I’m pulling her closer as the ache comes back. My faithful friend.
I fell like collapsing and, if I had her any closer, I’d probably suffocate her, because maybe if I have her close, so close to me physically, she’ll fill up that gap in my chest that aches.
The light from the moon reflects off the window a few feet away, and I can see her dark figure turning around to look at me.

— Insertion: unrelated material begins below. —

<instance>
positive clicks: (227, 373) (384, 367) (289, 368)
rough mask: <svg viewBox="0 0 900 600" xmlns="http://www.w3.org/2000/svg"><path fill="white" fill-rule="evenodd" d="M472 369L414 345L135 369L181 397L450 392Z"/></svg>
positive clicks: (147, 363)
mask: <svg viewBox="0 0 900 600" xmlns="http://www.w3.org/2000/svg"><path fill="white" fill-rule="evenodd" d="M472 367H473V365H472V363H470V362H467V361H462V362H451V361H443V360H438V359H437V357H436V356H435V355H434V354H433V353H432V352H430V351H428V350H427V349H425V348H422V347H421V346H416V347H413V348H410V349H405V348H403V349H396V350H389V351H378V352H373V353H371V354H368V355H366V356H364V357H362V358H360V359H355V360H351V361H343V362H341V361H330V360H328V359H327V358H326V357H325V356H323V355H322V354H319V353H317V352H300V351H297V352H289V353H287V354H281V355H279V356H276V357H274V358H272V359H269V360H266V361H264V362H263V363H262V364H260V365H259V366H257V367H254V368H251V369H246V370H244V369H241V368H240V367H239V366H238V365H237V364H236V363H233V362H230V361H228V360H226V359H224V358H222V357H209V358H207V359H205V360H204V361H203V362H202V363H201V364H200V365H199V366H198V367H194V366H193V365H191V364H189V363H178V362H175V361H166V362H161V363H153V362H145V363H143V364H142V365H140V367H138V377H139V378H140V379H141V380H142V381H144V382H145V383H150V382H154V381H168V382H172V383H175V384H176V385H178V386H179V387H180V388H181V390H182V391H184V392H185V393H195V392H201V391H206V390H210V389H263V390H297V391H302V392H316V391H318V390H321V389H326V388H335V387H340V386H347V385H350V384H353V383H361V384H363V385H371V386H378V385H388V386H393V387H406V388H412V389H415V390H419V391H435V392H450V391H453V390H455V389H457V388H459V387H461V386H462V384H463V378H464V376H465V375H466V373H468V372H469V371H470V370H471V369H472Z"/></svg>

I know that she knows something is up. When this first happened, and she asked if I was okay, I told her to leave. Called up a fucking cab like the piece of shit that I am and told her I’d call her. I didn’t call her back for another three days. We didn’t talk about why I treated her like a sociopath. She didn’t ask me why I spazzed out. Through the months I’ve told her here and there. How my mom passed away almost a year ago, or how Izabel just slowly cut me off. How slowly people have been dropping me. How sometimes I lay awake thinking that I’ll always be alone. She kisses me repeatedly as if those kisses will reassure me that I’m wanted. Sometimes she gives input, but usually just listens.
“You alrights?” she whispers through the dark, kissing me softly, before lying down again.
“Lils,” I whisper in her hair. Each breath smells like lavender mixed with perfume. She’s comfort late at night.
“Hmm,” she replies, half asleep. I almost tell her that I love her even if I don’t know if I ever will. I want to be self-destructive with her, but I can’t force myself to fuck with her like that. I want to see how far it can go before I destroy it all.
“Thank you,” I whisper, but she’s already asleep, dreaming while I’m here trying to keep myself together long enough to fall with her.